Baby boomers and their kids are expected to inherit about $27 trillion in the next few decades, according to the Center on Wealth and Philanthropy at Boston College. Rebecca in Wisconsin doesn't expect to receive any of it.
She's already bailing out a 68-year-old father who spent all the life insurance money from her mother's death.
"I am resentful because he had received a large sum of cash after my mom died eight years ago and blew it all," Rebecca wrote on my Facebook page. "I even gave him my half of the insurance money."
Rebecca has plenty of company. Before the recession, one in seven households headed by people aged 65 to 74 was worth $10,000 or less. Among those over 75, it was one in 10, according to Federal Reserve statistics.
Even those with something now have less. The median net worth of households headed by people 65 to 74 dropped 18% between 2007 and 2010, according to the Federal Reserve's latest Survey of Consumer Finances. For near retirees, those aged 55 to 64, the plunge was nearly 33%.
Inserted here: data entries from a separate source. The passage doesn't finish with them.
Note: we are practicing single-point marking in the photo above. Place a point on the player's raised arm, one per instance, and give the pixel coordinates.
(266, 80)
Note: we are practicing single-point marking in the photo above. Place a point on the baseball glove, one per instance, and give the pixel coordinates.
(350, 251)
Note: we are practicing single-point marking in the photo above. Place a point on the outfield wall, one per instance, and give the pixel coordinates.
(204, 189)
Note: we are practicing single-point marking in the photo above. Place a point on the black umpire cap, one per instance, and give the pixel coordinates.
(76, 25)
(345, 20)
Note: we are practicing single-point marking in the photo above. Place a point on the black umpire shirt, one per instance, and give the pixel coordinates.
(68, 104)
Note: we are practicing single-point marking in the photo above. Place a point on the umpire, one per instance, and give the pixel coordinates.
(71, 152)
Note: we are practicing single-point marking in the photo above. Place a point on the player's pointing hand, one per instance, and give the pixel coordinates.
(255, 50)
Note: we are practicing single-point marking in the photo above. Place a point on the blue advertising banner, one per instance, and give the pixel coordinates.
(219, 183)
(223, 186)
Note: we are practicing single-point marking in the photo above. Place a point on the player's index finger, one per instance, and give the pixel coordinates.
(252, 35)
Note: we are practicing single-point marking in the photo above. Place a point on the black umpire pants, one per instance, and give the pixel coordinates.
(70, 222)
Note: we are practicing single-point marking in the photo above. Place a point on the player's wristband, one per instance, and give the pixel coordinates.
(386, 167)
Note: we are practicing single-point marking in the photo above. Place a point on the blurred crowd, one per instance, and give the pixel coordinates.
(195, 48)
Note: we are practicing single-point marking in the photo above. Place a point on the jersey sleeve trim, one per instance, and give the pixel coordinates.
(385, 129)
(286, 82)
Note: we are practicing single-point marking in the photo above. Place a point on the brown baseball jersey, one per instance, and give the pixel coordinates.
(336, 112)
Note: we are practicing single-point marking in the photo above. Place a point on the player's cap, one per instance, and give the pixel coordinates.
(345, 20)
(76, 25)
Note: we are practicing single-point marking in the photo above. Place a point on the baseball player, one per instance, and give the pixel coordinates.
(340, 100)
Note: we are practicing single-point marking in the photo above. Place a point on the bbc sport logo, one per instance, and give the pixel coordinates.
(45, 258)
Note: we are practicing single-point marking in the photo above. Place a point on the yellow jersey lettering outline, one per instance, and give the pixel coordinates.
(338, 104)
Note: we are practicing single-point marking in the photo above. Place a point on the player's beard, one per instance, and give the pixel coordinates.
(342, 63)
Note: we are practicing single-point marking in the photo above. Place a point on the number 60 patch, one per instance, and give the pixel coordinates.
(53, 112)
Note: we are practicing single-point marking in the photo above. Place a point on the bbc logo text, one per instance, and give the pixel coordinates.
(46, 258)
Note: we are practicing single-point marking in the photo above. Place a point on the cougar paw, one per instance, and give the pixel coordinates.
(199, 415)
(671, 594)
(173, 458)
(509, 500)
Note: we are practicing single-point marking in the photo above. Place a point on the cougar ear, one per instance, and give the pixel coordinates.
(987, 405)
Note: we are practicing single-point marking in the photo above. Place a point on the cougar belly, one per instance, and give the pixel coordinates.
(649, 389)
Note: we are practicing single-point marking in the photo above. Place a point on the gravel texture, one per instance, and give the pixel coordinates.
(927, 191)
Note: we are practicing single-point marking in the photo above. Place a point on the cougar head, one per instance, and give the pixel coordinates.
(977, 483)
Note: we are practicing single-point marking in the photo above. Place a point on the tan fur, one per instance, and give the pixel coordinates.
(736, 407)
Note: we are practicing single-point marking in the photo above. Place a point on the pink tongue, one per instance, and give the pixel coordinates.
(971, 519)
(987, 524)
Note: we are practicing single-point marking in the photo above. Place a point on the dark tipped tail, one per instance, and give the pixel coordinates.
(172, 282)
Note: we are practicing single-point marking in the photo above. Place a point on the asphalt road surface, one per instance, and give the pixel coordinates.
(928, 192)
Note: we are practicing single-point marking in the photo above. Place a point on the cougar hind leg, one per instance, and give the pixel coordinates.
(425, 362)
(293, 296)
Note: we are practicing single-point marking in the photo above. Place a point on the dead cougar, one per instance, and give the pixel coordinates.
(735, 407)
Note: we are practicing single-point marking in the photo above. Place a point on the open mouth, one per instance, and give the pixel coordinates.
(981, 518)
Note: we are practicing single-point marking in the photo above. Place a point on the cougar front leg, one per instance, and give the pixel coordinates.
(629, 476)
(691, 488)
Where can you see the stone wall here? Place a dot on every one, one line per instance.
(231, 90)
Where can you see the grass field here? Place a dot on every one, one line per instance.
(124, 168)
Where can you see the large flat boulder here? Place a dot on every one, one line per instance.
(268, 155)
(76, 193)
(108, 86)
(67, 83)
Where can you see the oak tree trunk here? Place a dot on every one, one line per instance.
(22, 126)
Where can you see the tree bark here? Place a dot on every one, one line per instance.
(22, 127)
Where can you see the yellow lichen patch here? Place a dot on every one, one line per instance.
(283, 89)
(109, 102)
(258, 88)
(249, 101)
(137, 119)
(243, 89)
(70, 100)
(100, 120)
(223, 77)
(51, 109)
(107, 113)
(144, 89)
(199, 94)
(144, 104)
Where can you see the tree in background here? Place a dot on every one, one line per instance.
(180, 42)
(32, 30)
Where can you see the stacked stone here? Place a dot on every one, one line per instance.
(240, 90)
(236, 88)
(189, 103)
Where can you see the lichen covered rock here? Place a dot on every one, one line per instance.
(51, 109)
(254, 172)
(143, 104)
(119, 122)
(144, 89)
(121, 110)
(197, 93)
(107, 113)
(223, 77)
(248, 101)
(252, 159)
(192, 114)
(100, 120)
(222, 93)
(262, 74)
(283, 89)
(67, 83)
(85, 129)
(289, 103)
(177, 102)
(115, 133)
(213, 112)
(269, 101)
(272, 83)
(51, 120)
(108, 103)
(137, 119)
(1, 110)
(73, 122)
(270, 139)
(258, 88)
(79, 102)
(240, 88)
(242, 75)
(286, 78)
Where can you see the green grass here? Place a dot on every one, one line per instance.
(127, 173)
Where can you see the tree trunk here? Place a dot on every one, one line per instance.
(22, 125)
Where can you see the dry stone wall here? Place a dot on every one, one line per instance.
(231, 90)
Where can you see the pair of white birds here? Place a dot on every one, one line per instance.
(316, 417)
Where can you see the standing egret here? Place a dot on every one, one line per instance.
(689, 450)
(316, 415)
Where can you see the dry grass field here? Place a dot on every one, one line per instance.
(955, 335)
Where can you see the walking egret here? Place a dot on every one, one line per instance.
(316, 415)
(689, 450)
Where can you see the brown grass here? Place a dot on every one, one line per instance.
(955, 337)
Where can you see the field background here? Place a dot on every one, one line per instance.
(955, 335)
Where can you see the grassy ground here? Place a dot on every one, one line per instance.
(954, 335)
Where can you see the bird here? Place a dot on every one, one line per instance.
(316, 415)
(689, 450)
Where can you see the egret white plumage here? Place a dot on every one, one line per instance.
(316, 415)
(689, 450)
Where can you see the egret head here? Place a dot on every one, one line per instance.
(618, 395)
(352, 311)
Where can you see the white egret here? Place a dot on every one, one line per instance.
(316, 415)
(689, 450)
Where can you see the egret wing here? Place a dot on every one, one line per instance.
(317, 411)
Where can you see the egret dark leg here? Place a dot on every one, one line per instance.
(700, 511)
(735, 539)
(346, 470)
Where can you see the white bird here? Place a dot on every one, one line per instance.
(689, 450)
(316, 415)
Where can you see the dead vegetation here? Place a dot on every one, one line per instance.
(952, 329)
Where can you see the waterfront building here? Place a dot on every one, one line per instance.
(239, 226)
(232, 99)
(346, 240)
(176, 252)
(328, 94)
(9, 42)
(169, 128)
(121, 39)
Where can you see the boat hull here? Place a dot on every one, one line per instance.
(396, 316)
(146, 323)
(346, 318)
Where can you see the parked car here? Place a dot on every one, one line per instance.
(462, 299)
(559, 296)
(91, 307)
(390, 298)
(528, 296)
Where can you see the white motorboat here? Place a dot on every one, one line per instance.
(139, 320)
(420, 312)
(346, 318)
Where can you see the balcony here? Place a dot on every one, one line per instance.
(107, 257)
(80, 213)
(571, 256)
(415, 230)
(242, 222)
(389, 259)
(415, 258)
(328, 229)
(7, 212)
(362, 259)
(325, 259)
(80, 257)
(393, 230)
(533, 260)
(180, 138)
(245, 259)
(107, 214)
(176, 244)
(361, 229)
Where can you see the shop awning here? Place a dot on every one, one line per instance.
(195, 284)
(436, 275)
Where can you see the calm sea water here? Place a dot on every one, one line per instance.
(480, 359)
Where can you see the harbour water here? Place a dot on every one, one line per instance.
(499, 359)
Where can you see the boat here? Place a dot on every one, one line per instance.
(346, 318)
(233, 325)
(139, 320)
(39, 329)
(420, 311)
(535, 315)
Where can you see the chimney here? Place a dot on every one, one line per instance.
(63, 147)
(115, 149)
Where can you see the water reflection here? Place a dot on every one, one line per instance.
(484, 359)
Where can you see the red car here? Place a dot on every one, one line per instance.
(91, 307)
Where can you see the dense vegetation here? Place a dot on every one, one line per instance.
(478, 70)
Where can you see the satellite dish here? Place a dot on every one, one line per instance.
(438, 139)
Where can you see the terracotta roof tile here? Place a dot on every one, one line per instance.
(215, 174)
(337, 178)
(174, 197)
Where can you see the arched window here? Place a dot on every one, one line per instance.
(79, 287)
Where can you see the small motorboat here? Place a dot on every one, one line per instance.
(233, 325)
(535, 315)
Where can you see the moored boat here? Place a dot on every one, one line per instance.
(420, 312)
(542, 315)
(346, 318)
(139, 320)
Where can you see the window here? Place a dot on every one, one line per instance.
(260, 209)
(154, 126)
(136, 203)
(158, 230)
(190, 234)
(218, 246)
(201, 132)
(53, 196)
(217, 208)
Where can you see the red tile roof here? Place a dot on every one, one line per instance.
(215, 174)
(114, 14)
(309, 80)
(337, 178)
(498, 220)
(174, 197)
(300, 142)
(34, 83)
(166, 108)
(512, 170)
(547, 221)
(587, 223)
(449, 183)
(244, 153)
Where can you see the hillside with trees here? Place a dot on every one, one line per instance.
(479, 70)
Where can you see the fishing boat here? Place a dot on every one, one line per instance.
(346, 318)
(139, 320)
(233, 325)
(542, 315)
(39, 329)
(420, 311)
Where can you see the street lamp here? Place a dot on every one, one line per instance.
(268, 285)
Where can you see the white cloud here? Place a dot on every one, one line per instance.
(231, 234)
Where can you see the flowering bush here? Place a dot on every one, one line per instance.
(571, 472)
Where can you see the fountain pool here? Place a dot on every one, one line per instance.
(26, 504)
Many have seen their savings pounded by bad markets and low interest rates. Shriveled home values and spiraling medical costs have also taken their toll. Even living longer than expected can cause a nest egg that once seemed adequate to run out.

Liz Weston
The vast wealth transfer to come is a bit of an illusion, anyway. Most of the money will go from the richest families to their (likely already well-off) kids. Even among the affluent, however, fewer parents seem determined to leave an inheritance. A Merrill Lynch survey of people with $250,000 or more in investable assets found only 41% said preserving inheritances was a top concern, compared with 54% in 2009. Far more survey respondents said their top concerns were high medical costs (79%), ensuring their retirement assets would last a lifetime (60%) and being able to afford their desired lifestyles in retirement (55%).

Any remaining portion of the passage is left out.